なんだ、あれ? と思いながら宛木を振り向くと、宛木はなぜか袖で涙を抑えている。え?こっちもどうしたって言うの?
「いえ、失礼いたしました。つい感極まってしまって。大殿様と、北の方も、ご結婚なさるときにはそれはそれは悶着したのでございます」
「あ、そうだったの」
人それぞれ、物語があるものね。神祇伯も今のように情熱を胸に秘めているようだから、相当な大恋愛だったのだろう。
「大丈夫でございますよ。最初はぎすぎすしても、そのうち情が湧いてくるものでございます」
「あら、宛木にもそういった方がいるの?」
「いいえ、私はまだ特定の方はいらないのでございますけれど。ただ人に聞いたところによると、そのようでございますよ」
今の私に恋人は不要よ、という言い方に宛木の矜持を見出しつつも、そこに過剰反応すると機嫌を損ねるので、私は、そうかなぁ、とだけ返事をした。

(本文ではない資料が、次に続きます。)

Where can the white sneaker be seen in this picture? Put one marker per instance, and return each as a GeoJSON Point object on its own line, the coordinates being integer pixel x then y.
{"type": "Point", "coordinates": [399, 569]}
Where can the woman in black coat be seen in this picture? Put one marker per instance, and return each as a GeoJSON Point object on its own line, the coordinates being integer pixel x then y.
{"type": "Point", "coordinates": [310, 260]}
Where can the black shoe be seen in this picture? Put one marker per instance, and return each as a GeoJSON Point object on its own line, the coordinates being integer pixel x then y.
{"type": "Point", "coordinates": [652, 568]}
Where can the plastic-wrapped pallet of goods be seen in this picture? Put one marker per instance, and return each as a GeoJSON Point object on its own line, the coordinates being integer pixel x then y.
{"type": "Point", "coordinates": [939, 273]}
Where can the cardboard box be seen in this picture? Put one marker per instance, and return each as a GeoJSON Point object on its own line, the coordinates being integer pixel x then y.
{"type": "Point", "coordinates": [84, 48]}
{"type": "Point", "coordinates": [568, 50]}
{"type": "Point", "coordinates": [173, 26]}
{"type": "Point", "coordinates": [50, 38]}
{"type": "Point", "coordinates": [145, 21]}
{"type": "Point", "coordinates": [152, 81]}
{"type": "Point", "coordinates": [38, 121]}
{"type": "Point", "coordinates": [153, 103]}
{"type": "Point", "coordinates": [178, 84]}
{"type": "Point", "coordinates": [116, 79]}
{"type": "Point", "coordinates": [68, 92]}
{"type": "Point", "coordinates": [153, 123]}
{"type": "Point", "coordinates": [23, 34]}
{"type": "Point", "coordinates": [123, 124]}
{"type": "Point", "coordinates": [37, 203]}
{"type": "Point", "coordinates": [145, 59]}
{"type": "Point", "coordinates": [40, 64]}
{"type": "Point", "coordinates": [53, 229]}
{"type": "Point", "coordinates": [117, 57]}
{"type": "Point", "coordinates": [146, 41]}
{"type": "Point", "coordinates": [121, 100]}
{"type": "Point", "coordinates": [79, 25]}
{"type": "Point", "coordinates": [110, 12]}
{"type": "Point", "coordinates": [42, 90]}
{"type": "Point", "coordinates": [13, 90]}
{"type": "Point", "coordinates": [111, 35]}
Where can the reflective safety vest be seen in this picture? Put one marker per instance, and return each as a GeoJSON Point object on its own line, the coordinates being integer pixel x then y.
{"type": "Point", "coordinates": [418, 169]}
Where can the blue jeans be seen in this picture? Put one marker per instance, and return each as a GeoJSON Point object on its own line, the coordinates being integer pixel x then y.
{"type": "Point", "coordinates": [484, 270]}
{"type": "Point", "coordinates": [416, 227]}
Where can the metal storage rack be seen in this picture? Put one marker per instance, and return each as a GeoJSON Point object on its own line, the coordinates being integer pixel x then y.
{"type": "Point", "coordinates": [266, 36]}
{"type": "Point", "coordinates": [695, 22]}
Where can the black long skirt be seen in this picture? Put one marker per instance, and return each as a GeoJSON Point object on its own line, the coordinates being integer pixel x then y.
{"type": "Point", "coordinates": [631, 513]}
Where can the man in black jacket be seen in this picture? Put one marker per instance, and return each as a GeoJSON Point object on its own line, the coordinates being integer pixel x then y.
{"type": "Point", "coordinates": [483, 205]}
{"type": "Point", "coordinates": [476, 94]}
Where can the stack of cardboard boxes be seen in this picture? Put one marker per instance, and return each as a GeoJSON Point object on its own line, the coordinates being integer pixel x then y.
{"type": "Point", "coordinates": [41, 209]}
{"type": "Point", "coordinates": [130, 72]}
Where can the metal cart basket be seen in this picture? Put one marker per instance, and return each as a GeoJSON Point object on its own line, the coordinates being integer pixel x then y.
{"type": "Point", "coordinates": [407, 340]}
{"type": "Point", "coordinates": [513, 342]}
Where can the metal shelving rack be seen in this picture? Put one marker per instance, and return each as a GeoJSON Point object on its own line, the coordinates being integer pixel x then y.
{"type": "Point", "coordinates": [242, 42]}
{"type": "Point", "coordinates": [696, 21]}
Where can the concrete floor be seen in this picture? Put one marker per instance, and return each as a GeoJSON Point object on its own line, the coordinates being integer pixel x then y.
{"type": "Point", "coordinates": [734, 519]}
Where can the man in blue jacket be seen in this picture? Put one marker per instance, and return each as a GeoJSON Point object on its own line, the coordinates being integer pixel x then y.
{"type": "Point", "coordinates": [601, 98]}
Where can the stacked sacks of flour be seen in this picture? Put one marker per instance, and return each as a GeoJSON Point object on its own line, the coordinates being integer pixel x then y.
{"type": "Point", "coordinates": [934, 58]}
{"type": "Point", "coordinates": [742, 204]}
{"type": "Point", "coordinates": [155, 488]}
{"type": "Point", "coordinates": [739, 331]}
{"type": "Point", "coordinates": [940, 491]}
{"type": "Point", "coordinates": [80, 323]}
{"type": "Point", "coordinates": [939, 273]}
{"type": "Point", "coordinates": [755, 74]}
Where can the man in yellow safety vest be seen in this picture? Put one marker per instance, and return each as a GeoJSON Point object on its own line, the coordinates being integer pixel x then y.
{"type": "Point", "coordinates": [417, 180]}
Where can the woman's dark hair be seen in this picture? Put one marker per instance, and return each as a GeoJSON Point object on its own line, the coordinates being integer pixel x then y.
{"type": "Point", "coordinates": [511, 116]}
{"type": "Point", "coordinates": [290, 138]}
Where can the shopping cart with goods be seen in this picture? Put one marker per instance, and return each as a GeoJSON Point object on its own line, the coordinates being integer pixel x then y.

「そうでございますとも。それに、昨日燈台の薄明かりの下で梅太郎様のお顔を拝見しましたが、大殿様のおっしゃったとおり、なかなかの男前でいらっしゃいましたよ」
どんな顔をしていたのか、今になってはつぶさに思い出せない。黒い髪に、黒い瞳をしていた。それだけ言うと神祇伯も他の殿方も、女性も皆、黒髪、黒目だが。梅太郎のは、少し印象的な黒さだったかもしれない。容貌はどうだっただろう。そうだ、手も足も爪がきれいに切りそろえられていた。
「でも私よりも弱かったのよ。簡単に取り押さえられちゃって」
「手加減なさったのでしょう。女人に本気で抵抗するなど、それこそ賊でございますよ。お優しい方なのです」
そうかなぁ、と私はもう一度言って、降りしきる雨を眺めたのだった。